Clover High School student Malaki Prescott was 15 years old when he took his own life on Jan. 29. Malaki had battled depression and mental illness for years, said Lynn Jones, his mother.
“You see the stress that many of these students are feeling and it’s coming out in their mental health needs,” said Melissa Reeves, a nationally certified school psychologist who teaches at Winthrop. “It’s challenges and stresses of life and feeling the pressure to not only academically do well but to be accepted by your peers. You’re always being compared to others on social media that it looks like everybody else is doing better.”
South Pointe High School junior Faith Anderson, 17, said it wasn’t until she got to high school that she started to see students struggling with peer pressure, drug and alcohol use, anxiety, depression and other challenges.
“I’ve seen mental health in its worst state once I got to high school,” Anderson said. “It was a shock to see my friends struggling and having to deal with issues I wasn’t used to seeing.”
Vaughn said students tend to spread themselves too thin trying to make it in a competitive society. She said with the cost of living and tuition rising, students are now graduating with more debt and they face more challenges to success.
Anderson said she sees friends who have to work an outside job to help their families while balancing their course load.
“I honestly can’t imagine what they go through,” she said.
Anderson said she had to learn to take time for herself.
At South Pointe, Anderson is the student council junior class president and serves as vice president of the Fellowship of Christian Athletes and a producer on the school’s student news site SPiN Wired.

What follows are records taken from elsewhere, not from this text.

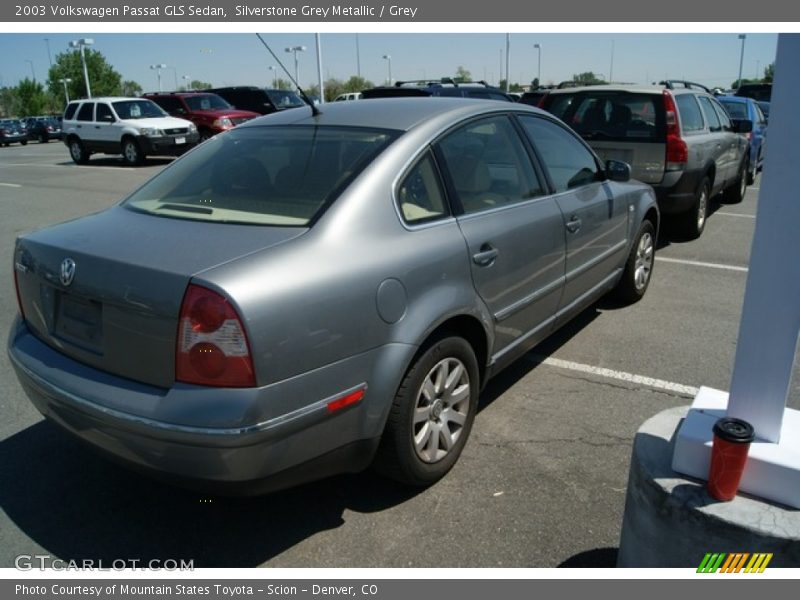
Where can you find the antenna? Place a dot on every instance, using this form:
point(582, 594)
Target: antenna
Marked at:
point(314, 110)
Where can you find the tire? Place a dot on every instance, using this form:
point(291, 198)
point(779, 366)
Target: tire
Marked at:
point(694, 222)
point(429, 421)
point(735, 193)
point(131, 152)
point(639, 266)
point(78, 152)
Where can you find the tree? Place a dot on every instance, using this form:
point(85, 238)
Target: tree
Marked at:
point(31, 97)
point(462, 75)
point(103, 79)
point(130, 88)
point(587, 78)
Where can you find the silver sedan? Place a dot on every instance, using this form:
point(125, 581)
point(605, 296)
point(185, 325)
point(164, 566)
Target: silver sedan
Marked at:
point(311, 294)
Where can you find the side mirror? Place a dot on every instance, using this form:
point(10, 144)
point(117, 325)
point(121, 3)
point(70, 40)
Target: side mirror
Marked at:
point(742, 125)
point(616, 170)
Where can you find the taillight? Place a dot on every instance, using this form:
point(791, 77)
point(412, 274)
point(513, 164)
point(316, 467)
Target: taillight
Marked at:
point(212, 347)
point(677, 150)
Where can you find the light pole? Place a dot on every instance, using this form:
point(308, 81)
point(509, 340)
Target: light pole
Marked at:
point(65, 81)
point(82, 43)
point(157, 69)
point(294, 50)
point(742, 37)
point(388, 58)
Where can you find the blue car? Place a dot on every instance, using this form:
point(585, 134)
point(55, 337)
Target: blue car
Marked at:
point(739, 107)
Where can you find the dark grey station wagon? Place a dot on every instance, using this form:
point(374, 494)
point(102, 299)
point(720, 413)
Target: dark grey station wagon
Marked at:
point(311, 294)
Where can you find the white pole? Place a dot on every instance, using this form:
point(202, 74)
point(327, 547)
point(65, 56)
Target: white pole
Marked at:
point(770, 324)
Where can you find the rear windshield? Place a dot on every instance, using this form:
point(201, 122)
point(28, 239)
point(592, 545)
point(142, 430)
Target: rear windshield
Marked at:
point(737, 110)
point(282, 176)
point(138, 109)
point(206, 102)
point(605, 115)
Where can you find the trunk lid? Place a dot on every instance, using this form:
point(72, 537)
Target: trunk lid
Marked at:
point(115, 306)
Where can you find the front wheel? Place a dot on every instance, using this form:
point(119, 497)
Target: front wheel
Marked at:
point(131, 152)
point(432, 414)
point(639, 266)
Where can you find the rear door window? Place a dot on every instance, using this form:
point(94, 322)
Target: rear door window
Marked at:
point(689, 110)
point(605, 115)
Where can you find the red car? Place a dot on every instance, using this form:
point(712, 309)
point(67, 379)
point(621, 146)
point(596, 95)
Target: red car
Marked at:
point(209, 112)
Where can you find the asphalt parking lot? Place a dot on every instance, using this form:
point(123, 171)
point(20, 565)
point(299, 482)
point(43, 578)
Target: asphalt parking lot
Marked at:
point(541, 482)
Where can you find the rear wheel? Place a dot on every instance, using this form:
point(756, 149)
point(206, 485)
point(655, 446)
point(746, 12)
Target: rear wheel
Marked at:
point(735, 193)
point(131, 152)
point(694, 222)
point(639, 266)
point(78, 152)
point(432, 414)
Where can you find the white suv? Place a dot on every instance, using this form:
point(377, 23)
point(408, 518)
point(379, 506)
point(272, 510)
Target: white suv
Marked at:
point(133, 127)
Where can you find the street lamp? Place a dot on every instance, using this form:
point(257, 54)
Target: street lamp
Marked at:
point(388, 57)
point(741, 60)
point(82, 43)
point(65, 81)
point(294, 50)
point(158, 71)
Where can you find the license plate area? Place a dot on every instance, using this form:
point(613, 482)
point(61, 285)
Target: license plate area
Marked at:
point(79, 321)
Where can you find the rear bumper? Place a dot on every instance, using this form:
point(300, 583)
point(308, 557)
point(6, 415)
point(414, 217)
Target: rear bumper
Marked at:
point(253, 456)
point(677, 193)
point(167, 145)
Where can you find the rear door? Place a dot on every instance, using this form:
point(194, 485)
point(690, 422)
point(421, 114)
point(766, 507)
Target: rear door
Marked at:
point(512, 227)
point(595, 223)
point(618, 125)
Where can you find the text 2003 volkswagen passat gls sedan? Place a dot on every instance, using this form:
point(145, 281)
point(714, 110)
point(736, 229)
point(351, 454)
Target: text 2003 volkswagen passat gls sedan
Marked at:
point(310, 294)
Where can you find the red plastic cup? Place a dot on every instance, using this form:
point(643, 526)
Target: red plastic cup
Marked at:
point(732, 439)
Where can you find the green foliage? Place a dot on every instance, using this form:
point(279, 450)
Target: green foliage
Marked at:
point(32, 98)
point(462, 75)
point(103, 79)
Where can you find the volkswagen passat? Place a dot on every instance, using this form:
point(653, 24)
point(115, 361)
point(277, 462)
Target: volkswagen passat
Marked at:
point(310, 294)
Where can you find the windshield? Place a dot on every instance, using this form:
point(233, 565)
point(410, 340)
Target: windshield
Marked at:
point(282, 176)
point(137, 109)
point(206, 102)
point(285, 99)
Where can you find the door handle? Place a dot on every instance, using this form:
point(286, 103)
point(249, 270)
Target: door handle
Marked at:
point(486, 256)
point(574, 224)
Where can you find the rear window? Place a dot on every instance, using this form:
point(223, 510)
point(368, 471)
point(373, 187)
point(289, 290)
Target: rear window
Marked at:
point(282, 176)
point(604, 115)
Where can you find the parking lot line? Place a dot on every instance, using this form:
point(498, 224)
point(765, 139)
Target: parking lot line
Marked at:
point(660, 384)
point(696, 263)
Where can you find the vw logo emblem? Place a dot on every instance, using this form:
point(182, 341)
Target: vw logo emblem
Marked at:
point(67, 271)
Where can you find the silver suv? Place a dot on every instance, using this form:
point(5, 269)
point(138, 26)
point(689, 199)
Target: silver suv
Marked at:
point(675, 136)
point(133, 127)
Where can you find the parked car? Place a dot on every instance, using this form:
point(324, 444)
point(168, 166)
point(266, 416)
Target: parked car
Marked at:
point(306, 295)
point(263, 101)
point(741, 107)
point(761, 92)
point(441, 87)
point(210, 113)
point(347, 96)
point(11, 132)
point(675, 136)
point(133, 127)
point(44, 129)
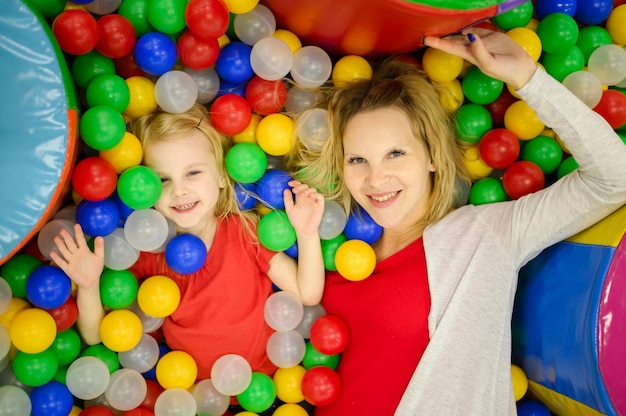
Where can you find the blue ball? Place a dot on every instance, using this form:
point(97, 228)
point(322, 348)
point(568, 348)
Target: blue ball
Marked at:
point(51, 399)
point(185, 253)
point(155, 53)
point(233, 63)
point(244, 192)
point(98, 218)
point(271, 186)
point(48, 287)
point(360, 226)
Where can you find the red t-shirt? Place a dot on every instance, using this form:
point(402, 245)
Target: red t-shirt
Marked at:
point(221, 305)
point(388, 318)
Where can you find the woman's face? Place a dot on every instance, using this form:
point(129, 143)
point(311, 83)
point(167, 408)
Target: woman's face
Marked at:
point(386, 169)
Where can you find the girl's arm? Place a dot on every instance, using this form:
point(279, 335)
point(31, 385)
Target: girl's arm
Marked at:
point(306, 278)
point(84, 268)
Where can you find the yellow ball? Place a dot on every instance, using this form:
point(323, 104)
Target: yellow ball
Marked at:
point(520, 382)
point(290, 409)
point(441, 66)
point(477, 167)
point(158, 296)
point(142, 99)
point(275, 134)
point(528, 40)
point(176, 369)
point(355, 260)
point(120, 330)
point(523, 121)
point(127, 153)
point(32, 330)
point(351, 68)
point(288, 382)
point(290, 38)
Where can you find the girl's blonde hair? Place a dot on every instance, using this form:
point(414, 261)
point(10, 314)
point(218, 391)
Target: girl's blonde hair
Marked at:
point(401, 85)
point(163, 126)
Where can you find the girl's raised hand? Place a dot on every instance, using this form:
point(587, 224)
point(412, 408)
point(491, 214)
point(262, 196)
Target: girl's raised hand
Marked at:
point(77, 260)
point(495, 53)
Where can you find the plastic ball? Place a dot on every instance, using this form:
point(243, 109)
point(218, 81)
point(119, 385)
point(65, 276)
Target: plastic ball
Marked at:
point(48, 287)
point(522, 178)
point(275, 134)
point(355, 260)
point(32, 330)
point(275, 231)
point(76, 31)
point(139, 187)
point(480, 88)
point(51, 399)
point(208, 399)
point(231, 374)
point(142, 98)
point(321, 386)
point(230, 114)
point(207, 19)
point(312, 67)
point(87, 377)
point(126, 390)
point(98, 218)
point(155, 53)
point(233, 63)
point(271, 58)
point(185, 253)
point(102, 127)
point(246, 162)
point(175, 91)
point(195, 52)
point(120, 330)
point(117, 36)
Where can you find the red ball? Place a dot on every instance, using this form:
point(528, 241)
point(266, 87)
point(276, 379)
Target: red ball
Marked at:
point(329, 334)
point(94, 178)
point(522, 178)
point(117, 36)
point(207, 19)
point(76, 31)
point(65, 315)
point(230, 114)
point(612, 107)
point(195, 52)
point(320, 385)
point(499, 148)
point(266, 97)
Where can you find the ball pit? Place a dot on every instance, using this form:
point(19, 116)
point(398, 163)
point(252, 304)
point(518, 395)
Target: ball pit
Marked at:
point(255, 68)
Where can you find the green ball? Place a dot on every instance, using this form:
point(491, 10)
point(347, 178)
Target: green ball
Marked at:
point(518, 16)
point(480, 88)
point(275, 231)
point(110, 90)
point(259, 395)
point(486, 191)
point(102, 127)
point(139, 187)
point(246, 162)
point(16, 272)
point(545, 152)
point(313, 358)
point(558, 32)
point(118, 288)
point(472, 121)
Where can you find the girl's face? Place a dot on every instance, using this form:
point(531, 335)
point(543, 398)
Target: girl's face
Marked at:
point(386, 169)
point(191, 180)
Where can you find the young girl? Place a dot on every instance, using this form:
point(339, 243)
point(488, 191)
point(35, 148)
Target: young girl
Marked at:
point(221, 306)
point(431, 326)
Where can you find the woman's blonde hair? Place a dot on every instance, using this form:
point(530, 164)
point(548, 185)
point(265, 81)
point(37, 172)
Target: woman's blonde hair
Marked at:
point(401, 85)
point(163, 126)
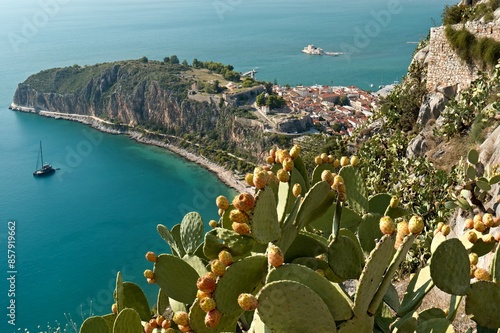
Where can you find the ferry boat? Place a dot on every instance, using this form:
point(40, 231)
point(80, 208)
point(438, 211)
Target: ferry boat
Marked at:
point(46, 168)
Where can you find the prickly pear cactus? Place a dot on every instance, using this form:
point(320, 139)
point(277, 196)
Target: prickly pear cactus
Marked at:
point(94, 325)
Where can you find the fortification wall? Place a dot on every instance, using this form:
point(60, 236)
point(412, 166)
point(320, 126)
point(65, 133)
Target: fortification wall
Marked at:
point(445, 68)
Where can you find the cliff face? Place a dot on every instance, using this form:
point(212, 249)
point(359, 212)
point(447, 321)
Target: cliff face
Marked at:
point(118, 93)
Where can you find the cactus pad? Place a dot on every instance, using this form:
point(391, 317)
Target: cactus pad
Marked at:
point(286, 306)
point(94, 325)
point(227, 322)
point(369, 231)
point(192, 229)
point(133, 297)
point(162, 302)
point(373, 274)
point(495, 266)
point(345, 258)
point(316, 203)
point(450, 267)
point(176, 277)
point(128, 321)
point(169, 238)
point(222, 239)
point(305, 245)
point(356, 190)
point(195, 262)
point(265, 225)
point(482, 303)
point(441, 325)
point(357, 324)
point(318, 170)
point(241, 277)
point(418, 287)
point(389, 273)
point(335, 299)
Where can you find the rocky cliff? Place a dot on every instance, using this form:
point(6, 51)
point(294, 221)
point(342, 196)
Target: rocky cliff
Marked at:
point(126, 92)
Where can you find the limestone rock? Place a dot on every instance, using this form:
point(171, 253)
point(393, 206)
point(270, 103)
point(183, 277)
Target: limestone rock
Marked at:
point(417, 147)
point(432, 107)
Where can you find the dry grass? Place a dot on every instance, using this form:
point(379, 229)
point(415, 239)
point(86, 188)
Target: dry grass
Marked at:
point(438, 299)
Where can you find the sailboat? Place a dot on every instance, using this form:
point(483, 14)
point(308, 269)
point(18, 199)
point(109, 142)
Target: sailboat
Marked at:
point(46, 168)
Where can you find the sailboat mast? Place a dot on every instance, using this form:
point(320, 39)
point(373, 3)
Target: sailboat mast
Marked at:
point(41, 152)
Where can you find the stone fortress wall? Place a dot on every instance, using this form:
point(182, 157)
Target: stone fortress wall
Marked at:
point(444, 66)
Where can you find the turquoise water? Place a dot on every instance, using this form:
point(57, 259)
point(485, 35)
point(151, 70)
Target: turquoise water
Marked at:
point(98, 214)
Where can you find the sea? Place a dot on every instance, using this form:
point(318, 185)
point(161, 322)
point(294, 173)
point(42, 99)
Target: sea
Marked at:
point(64, 238)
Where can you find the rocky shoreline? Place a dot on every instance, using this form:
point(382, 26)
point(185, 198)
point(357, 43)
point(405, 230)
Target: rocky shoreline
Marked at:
point(224, 175)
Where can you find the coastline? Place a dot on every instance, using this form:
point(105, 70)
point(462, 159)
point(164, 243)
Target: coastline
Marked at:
point(224, 175)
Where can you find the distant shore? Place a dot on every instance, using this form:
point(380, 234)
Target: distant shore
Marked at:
point(224, 175)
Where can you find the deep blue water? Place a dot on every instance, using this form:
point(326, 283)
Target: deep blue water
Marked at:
point(98, 214)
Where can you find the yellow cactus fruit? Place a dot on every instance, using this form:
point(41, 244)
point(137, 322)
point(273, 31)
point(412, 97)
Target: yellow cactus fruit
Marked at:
point(275, 256)
point(288, 164)
point(244, 201)
point(207, 304)
point(472, 237)
point(283, 176)
point(296, 190)
point(327, 176)
point(241, 228)
point(472, 271)
point(148, 274)
point(479, 226)
point(488, 239)
point(247, 302)
point(239, 216)
point(151, 256)
point(469, 223)
point(445, 230)
point(222, 202)
point(394, 203)
point(272, 152)
point(212, 318)
point(260, 179)
point(184, 328)
point(218, 267)
point(226, 257)
point(295, 151)
point(159, 320)
point(488, 220)
point(249, 179)
point(416, 224)
point(482, 275)
point(473, 258)
point(201, 295)
point(402, 228)
point(114, 308)
point(387, 226)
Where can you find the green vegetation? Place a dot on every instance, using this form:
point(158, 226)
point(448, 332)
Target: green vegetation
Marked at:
point(460, 13)
point(275, 261)
point(400, 108)
point(486, 51)
point(470, 107)
point(227, 71)
point(273, 101)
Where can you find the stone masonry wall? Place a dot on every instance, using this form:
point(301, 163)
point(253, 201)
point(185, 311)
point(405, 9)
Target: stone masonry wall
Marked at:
point(445, 68)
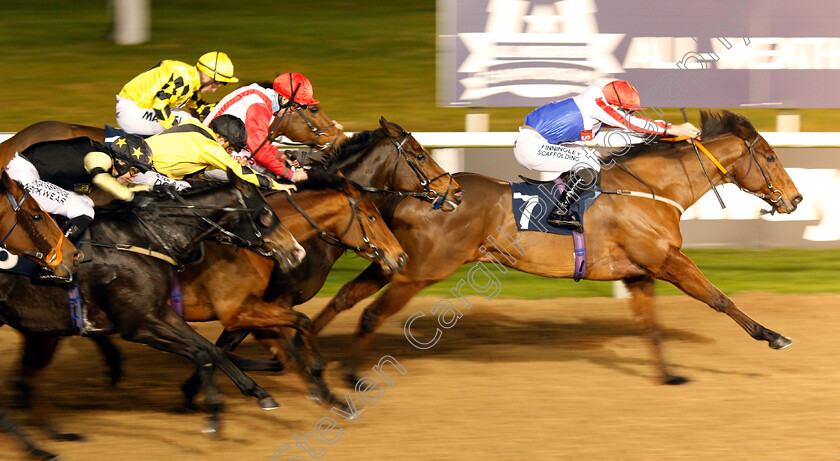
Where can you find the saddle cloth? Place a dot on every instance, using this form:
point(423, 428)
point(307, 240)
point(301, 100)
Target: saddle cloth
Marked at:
point(532, 203)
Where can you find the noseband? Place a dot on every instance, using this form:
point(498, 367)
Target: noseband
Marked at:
point(775, 195)
point(426, 183)
point(53, 257)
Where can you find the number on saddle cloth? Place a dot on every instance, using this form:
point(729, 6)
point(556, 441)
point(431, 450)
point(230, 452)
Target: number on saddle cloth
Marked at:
point(532, 201)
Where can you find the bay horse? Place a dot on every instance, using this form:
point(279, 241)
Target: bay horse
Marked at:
point(636, 240)
point(339, 214)
point(27, 230)
point(126, 292)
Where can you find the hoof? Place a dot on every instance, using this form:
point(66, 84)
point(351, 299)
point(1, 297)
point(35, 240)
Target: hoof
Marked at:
point(213, 428)
point(780, 342)
point(68, 437)
point(674, 380)
point(268, 403)
point(42, 454)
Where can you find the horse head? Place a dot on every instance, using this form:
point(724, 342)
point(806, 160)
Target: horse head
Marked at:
point(37, 236)
point(311, 127)
point(756, 168)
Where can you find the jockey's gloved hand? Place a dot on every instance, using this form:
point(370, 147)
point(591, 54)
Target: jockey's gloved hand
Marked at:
point(164, 190)
point(313, 156)
point(143, 201)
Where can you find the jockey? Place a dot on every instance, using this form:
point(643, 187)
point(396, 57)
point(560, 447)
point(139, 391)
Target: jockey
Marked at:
point(550, 138)
point(191, 147)
point(256, 105)
point(59, 175)
point(145, 104)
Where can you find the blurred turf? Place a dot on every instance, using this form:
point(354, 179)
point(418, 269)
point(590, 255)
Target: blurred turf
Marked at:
point(366, 59)
point(732, 271)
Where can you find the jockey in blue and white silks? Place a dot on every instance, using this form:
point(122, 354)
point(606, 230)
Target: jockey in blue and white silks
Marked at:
point(550, 140)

Anderson also is in the International Baccalaureate program.
“It’s a trend with high schoolers that we put ourselves on the back burner and we’re so worried about our future and taking care of other people,” she said. “We run ourselves until we can’t bear it anymore and we keep our feelings inside.”
Vaughn said school shootings and movements such as #MeToo, of which she is a part of, has sparked a more open conversation.
“I was born in the generation where we are the first group of people to really talk about mental health,” she said. “I am hoping to see moving forward that people become even more accepting of things.”
Anderson said students need to focus on their mental health.
“Realize that when you’re at your wits end, that’s the best time to step away,” she said. “Our future is important, but we won’t be able to experience our future if we’re struggling.”